Partito da Tien Tsin un nuovo corpo di spedizione, al comando del generale inglese Alfred Gasalee, il 14 agosto raggiunse la capitale. Era formato da 17 mila uomini (tra cui altri 35 marinai italiani guidati dal tenente di vascello Sirianni), francesi, inglesi, americani, giapponesi, tedeschi e austriaci. L’imperatrice era già fuggita su un carro a Sian, mentre i boxers abbandonavano la città sotto la minaccia dei cannoni. Anche l’ambiziosa Tsu Hsi aveva capito che non avrebbe potuto continuare la guerra. Una guerra che avrebbe avuto conseguenze disastrose per il suo Paese.

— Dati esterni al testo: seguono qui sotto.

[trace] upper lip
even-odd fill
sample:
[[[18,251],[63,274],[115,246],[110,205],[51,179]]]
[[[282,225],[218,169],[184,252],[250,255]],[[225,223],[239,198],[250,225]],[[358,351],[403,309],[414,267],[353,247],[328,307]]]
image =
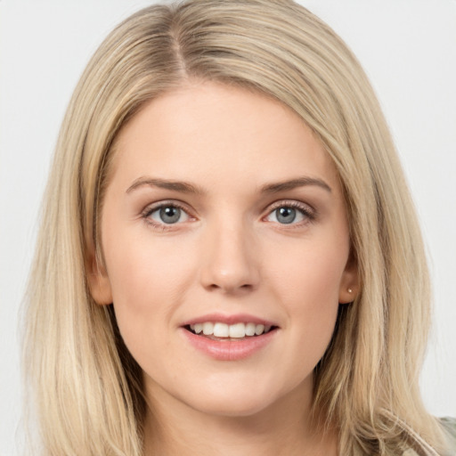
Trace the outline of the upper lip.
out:
[[[235,314],[226,315],[224,314],[207,314],[199,317],[187,320],[182,323],[182,326],[189,326],[191,324],[204,323],[206,322],[220,322],[225,324],[235,323],[255,323],[264,324],[265,326],[278,326],[274,322],[265,320],[264,318],[249,315],[248,314]]]

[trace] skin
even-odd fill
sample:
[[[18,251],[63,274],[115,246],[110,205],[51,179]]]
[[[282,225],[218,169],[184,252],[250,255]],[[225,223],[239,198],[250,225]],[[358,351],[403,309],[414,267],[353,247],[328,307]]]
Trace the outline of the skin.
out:
[[[322,436],[309,417],[313,370],[357,281],[342,190],[321,142],[276,101],[191,81],[146,104],[116,154],[105,265],[94,266],[91,289],[100,305],[114,303],[143,370],[146,454],[337,454],[335,432]],[[323,183],[262,191],[301,178]],[[160,202],[183,208],[177,223],[160,219]],[[297,204],[295,221],[281,223],[276,209]],[[182,328],[215,312],[278,329],[246,359],[215,360]]]

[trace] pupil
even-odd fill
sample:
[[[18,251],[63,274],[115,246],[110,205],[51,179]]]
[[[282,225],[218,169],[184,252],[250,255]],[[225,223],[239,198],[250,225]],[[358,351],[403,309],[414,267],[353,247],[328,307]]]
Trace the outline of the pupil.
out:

Il bilancio della rivolta fu sanguinoso: sessantacinque occidentali uccisi, tra cui sette italiani, e 165 feriti (dodici italiani). Assai maggiore il numero delle vittime tra i rivoltosi: si parlò di migliaia. La rivolta dei boxers fu archiviata con la firma della pace, ma l’imperatrice poté rientrare a Pechino soltanto nel gennaio del 1902, ormai vecchia e sfiduciata. Morirà sei anni dopo.
Michele Meloni partecipò alla grande festa per la liberazione, poi restò ancora un anno in Cina, sempre imbarcato sulla “Reale Nave Elba” che stazionava nella baia di Nimrod. Insieme agli atri marinai che avevano partecipato alla difesa venne decorato dall’ammiraglio Candiani, comandante della squadra navale in Estremo Oriente. Rientrò in Italia con una medaglia di bronzo al valor militare e, sempre per la campagna di Cina, ottenne una seconda medaglia d’onore.
Ma il giovane teuladino non era stanco di viaggiare. Imbarcato sull’incrociatore “Garibaldi” nel 1908 lo ritroviamo a Messina per partecipare all’opera di soccorso della città colpita dal terremoto. L’anno dopo, in una delle rare parentesi in cui poté tornare a casa, sposò Carmelina Piras dalla quale ebbe quattro figli: Rinaldo, Leonida, Gianna e Mirella. L’anno dopo, allo scoppio della guerra italo-turca, la nave “Garibaldi” fu inviata a pattugliare le coste libiche. Durante la battaglia di Homs Michele Meloni fu nuovamente ferito.
Era il 23 ottobre e quel giorno i marinai della “Garibaldi” erano stati inviati a dar man forte ai fanti su una collina nel deserto del Margheb, non distante dalla città di Homs. Meloni, con i suoi compagni, prese posizione sulla sommità e da lassù cannoneggiava i turchi. Colpito ad una spalla da una pallottola, nonostante il dolore, continuò a sparare sino all’ultimo. Si risvegliò in ospedale. Durante la degenza venne visitato dalla duchessa Elena di Francia, moglie del duca d’Aosta, che gli regalò una spilla. Per lui la guerra era finita, ma anche la carriera militare. La ferita infatti gli comporto l’esonero dalla Marina. Michele Meloni tornò in Sardegna ai primi di aprile del 1912. Nel percorso tra Cagliari e Teulada fu salutato da tutti con grande entusiasmo, con il calore e gli onori di un vero eroe. Morì a Genova nel 1944.